2010-10-19 Thread Dan Doel
On Tuesday 19 October 2010 6:16:16 am Max Bolingbroke wrote:

 Thanks - your definitions are similar to Roman's suggestion.
 Unfortunately my criteria 3) is not quite what I actually wanted - I
 really wanted something GHC-optimisable - (so non-recursive
 definitions are a necessary but not sufficient condition).

 ...

 I hadn't seen this - thanks! It is certainly a neat trick. I can't
 quite see how to use it to eliminate the existential I'm actually
 interested eta-expanding without causing work duplication, but I'll
 keep thinking about it.

I doubt it's possible, aside from your unsafeCoerce version.

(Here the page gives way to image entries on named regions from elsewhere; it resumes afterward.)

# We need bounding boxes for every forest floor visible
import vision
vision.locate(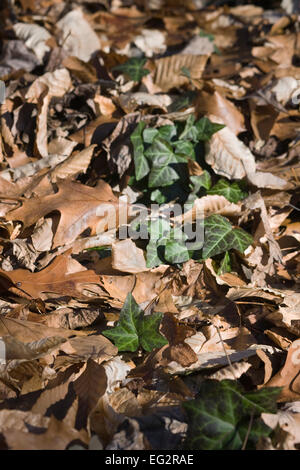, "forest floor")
[0,0,300,450]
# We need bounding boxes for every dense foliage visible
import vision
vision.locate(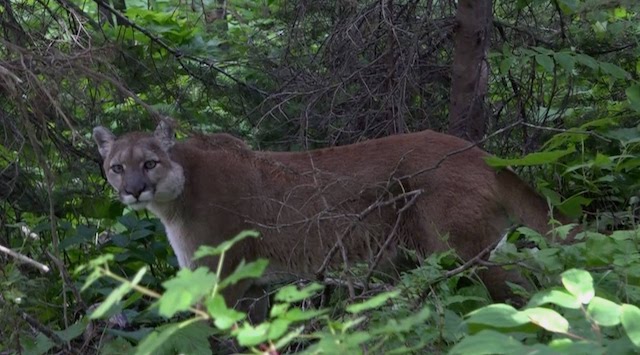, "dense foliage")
[0,0,640,354]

The nub of the problem seems to me to be the lack of irrefutable match on the 
existential---irrefutable match should be equivalent to eta expanding values, 
so it's been intentionally disallowed. One could argue that this corresponds 
to their weak elimination:

  elim :: (forall a. P a - r) - (exists a. P a) - r

However, this argument is a bit circular, since that eliminator could be 
defined to behave similarly to an irrefutable match. One might expect it to be 
strict, but it isn't necessary (although it might be difficult to specify how 
such a lazy reduction would work formally, without resorting to other, 
stronger elimination principles).

Presumably, GHC requires strictness because of constraints that can be bundled 
in an existential. For one, with local equality constraints, it'd be unsound 
in the same way that irrefutable matches on a type equality GADT are. However, 
I also seem to recall that GHC expects all dictionaries to be strictly 
evaluated (for optimization purposes), while irrefutable matching on a 
constrained existential would introduce lazy dictionaries. Or, put another 
way, eta expansion of a dictionary-holding existential would result in a value 
holding a bottom dictionary, whereas that's otherwise impossible, I think.

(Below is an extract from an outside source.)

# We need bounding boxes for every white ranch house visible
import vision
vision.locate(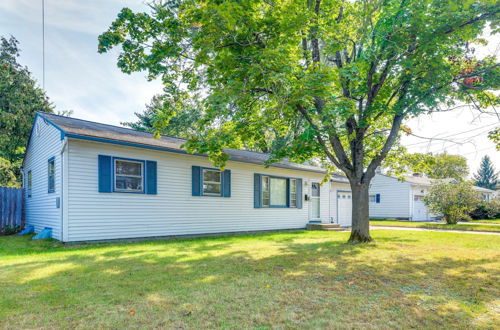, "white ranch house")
[23,113,494,242]
[23,113,351,242]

However, your stream type has no constraints, so there's nothing that would 
make an irrefutable match unreasonable (unless I'm missing something). I don't 
expect GHC to start to support this, because, you can only use irrefutable 
matches on existentials without constraints, is a complicated rule. But I 
believe that is the core of your troubles, and it doesn't have any necessary 
connection to type safety in this case.